What is Your Threshold for Love?


“I have found the paradox, that if you love until it hurts, there can be no more hurt, only more love.”
-Mother Teresa


Life is inspiring; or should I say it can be. The seemingly cold depths of February are actually a period of thawing before the coming of spring.  We may feel as though we are enmeshed in cold and snow, but underneath the surface life is full of vigor, vitality, and new growth.

I personally find February a difficult month. When I was in high school, I found I was frequently melancholy and it disturbed me until I one day realized that I get this way every February. It is like I have an internal threshold of tolerance for cold and shorter periods of light. By the time February rolls around, my tolerance has expired. I am ready for spring. Yet, we have at least one more full month of cold and dreary weather.

We all have internal thresholds for things. We even have internal thresholds for happiness and love. In an unconscious way, we have internalized our parents and our parent’s parent’s capacity for love and happiness. How they lived, what traumas they endured, their extent of happiness and expressed love impacts us dramatically.

If our parents were depressed or melancholy, if they divorced, if they were bitter and sad, if they were or one of them was unsuccessful, I find us, as their offspring feel and do things similarly. So when we are doing well and feeling good and are happy or happily married or love our jobs, sometimes we then sabotage our feelings out of an unconscious or blind way of staying and being like our families.

This can also be expressed through our belief systems like: I don’t believe in marriage, or I don’t want children, or I don’t believe in happiness, or what is love or happiness anyway?

Separating ourselves from these beliefs and from our parent’s experiences and feelings can be difficult. It begins with first recognizing we have a problem with something; happiness, love, or whatever makes sense for our life experiences.

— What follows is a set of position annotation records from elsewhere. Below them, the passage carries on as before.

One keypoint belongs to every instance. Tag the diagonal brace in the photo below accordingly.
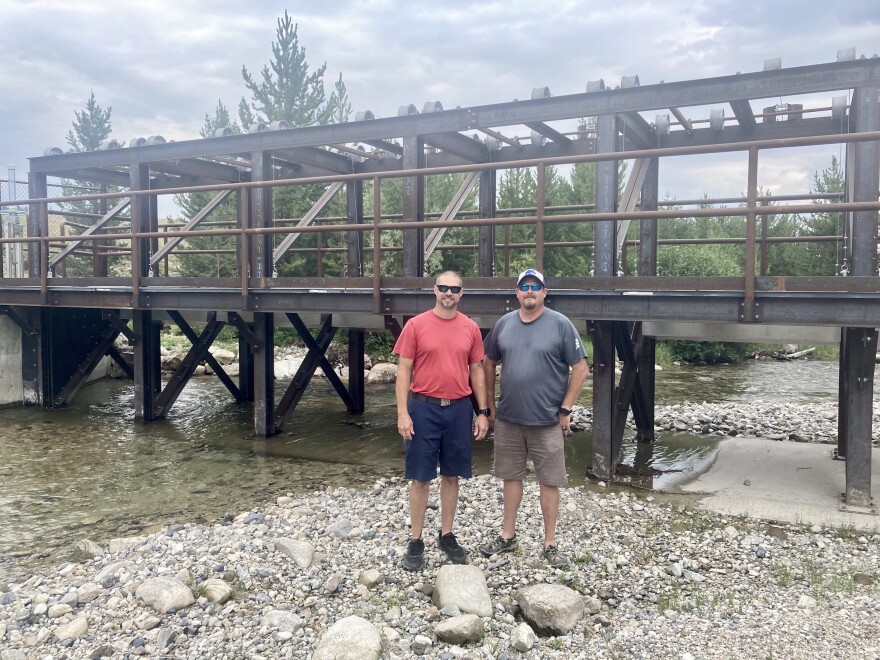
(19, 320)
(307, 219)
(216, 367)
(314, 358)
(105, 343)
(187, 367)
(235, 320)
(116, 210)
(195, 221)
(452, 209)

For myself, through my melancholy during the winter months, I invite my melancholy to be nearer to me. Suddenly I remember things about my mother that I had consciously forgotten. She often was depressed or melancholy. I felt trapped in winter in my home when it was more difficult to go outside. My mom was in bed every day when I got home from school, and didn’t get up until it was time to make dinner. I looked for reasons to go out and do things. I didn’t like being at home in a dark and lonely place.

As winter descends upon us and I find myself drawing into myself, I invite these feelings closer, and I hold them by my bosom. I love them; these difficult feelings. I sit down by an infrared heater overlooking a window, next to my dogs, as things that resource me, and I write out my feelings. I develop outlets for how I feel. Soon I find myself enjoying myself. I stop and pet my dogs, and look out the window. I realize that I am feeling happy.

Then, I start to feel bad again about something; so and so said such and such, so and so isn’t interested in visiting, etc. Then the biggest step, I stop myself from such thinking as I realize this way of thinking does nothing for feeling good and loving myself. In fact it takes the good feelings away.

My mother couldn’t overcome in her lifetime her own inner threshold for happiness. Her mother was more depressed than she. So I start over and invite these feelings to my bosom and love myself. What I am doing is engaging in an inner process of overcoming my internal threshold for happiness.

We can all do this process. The first step, as always, is in recognizing that we are in fact stopping ourselves from doing and being more than we internally feel we should or can. Great love is possible, and it starts as always, with loving ourselves.



Shift Your Story, Shift Your Life:

Let’s do this process together:

Ask yourself is there some internal threshold to feeling good or to loving you? Do you stop yourself from feeling good or loving yourself or someone else? When does this happen? Who does this happen with?

Bring this realization closer to you. Whatever you are feeling - sad, lost, unhappy, angry, depressed - hold those feelings next to your bosom.

Surround yourself with things that resource you and make you feel good. See what memories or thoughts come up for you. Stay with these good or better feelings as long as possible. Pay attention to what draws you out of these feelings, or when you are drawn out of them.

Start the process over.

It is amazing how this process works if we can let it and let ourselves feel good when maybe our parents or their parents couldn’t. Yet, this increasing of our internal thresholds is a great way to give a legacy to future generations. Love fully!